Please note: where agencies and landlords are both involved with a tenancy, only one party is able to ask for each type of fee.
What are the consequences of asking for unlawful fees?
Any fee required by an agency or landlord that isn’t on the above list is not permitted. Breaches of the ban will be dealt with Trading Standards authorities, however local councils are also able to enforce this new addition to rental law.
- A first breach of the ban will be classed as a civil offence and can lead to a fine of up to £5,000.
- Another breach within 5 years of the first/most recent offence will be classed as a criminal offence, for which there is an unlimited fine. - Some authorities may choose to impose a £30,000 fine instead of a criminal conviction.
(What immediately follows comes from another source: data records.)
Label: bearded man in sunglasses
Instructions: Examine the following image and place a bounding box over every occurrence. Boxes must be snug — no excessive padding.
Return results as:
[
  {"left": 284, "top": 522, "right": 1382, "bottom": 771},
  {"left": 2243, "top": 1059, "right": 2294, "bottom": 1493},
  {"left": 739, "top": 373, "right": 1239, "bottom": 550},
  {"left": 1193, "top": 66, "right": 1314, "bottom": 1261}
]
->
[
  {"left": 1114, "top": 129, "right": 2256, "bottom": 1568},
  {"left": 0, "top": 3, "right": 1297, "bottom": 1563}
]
- Refusing to repay a holding deposit is classed as a civil offence and would therefore be subject to a £5,000 fine.
- The landlord will be unable to evict the tenant under Section 21 if there are any outstanding unlawful fees that are still owed to the tenant.
What can tenants do if they think their landlord/agency has breached the Tenant Fees Act?
Following this change in rental law, a landlord or agent is breaching the Act any time they ask for a prohibited fee. If you believe that your landlord or agent has breached the Tenant Fees Act, you can contact Trading Standards, your local council, the First-Tier tribunal or apply to the relevant redress scheme. The only type of claim that may lead to a fee is one to the First-Tier tribunal.
Make sure you keep copies of any evidence that proves that you have been asked for prohibited fees by your landlord or agent, as well as any copies of proof of payments you have thus made. This includes:
- Pre-tenancy or tenancy agreements
- Any other paperwork that may be relevant
- Invoices and receipts
- Bank statements
- Any correspondence with your landlord and/or agent (e.g. emails, letters, text messages as well as any notes made shortly after phone conversations with them.
If your landlord or agent requests a prohibited fee, you should not pay it. If they continue to demand the fee, make sure you get a written copy of this to use as proof.
Although the introduction of the Tenant Fees Act may seem like an automatic win for tenants and a lose for landlords/agents, experts have predicted that rent prices may increase slightly because it. However, tenants will have a much better idea of how much they’ll be asked to pay and won’t be hit with any high, last-minute fees.